O sector privado considera a venda de 91% da participação do Estado na transportadora Linhas Aéreas de Moçambique (LAM) um marco importante no processo de reformas económicas do País. Empresários e analistas acreditam que a decisão abre caminho para uma reestruturação mais eficiente da companhia e pode impulsionar sectores estratégicos, como o turismo e a mobilidade interna, segundo informou a Lusa.
“Desde 2017 que nós apelamos para a necessidade de reformas profundas no parque empresarial do Estado, e este é um primeiro sinal positivo que estamos a assistir”, afirmou Agostinho Vuma, presidente da Confederação das Associações Económicas de Moçambique (CTA), durante uma conferência de imprensa realizada em Maputo.
A venda da companhia foi aprovada pelo Governo na terça-feira, autorizando a alienação da participação estatal para três empresas públicas: a Hidroeléctrica de Cahora Bassa (HCB), os Caminhos-de-Ferro de Moçambique (CFM) e a Empresa Moçambicana de Seguros (Emose).
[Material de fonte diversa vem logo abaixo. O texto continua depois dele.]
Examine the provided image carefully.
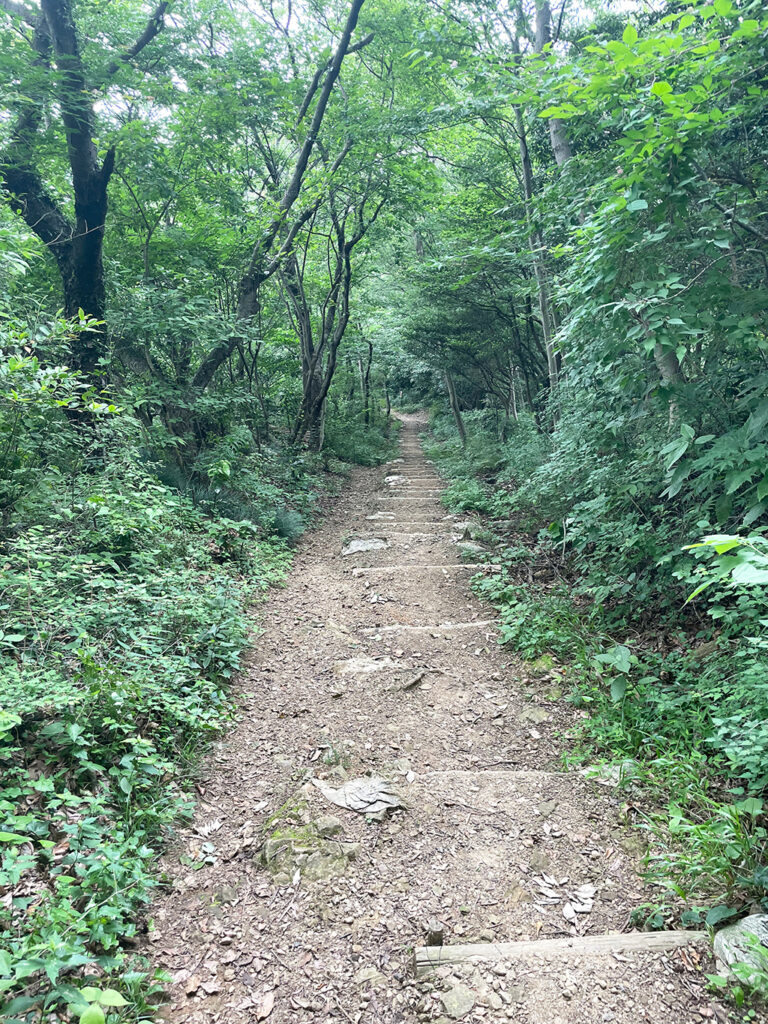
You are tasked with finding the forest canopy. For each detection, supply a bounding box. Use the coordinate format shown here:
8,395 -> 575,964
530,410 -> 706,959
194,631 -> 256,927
0,0 -> 768,1020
O valor arrecadado será destinado à aquisição de oito novas aeronaves para renovar a frota da LAM, que tem enfrentado desafios operacionais nos últimos anos.
Para a CTA, a decisão governamental pode representar um avanço significativo na melhoria da mobilidade e na dinamização do sector turístico. “Esta é uma medida que nós esperávamos há muito tempo e acreditamos que, nestes primeiros 100 dias, pode ser uma lufada de ar fresco para o sector privado e para toda a sociedade”, acrescentou Vuma, destacando que a privatização parcial da LAM pode resultar na redução de tarifas aéreas e na melhoria da conectividade nacional e regional.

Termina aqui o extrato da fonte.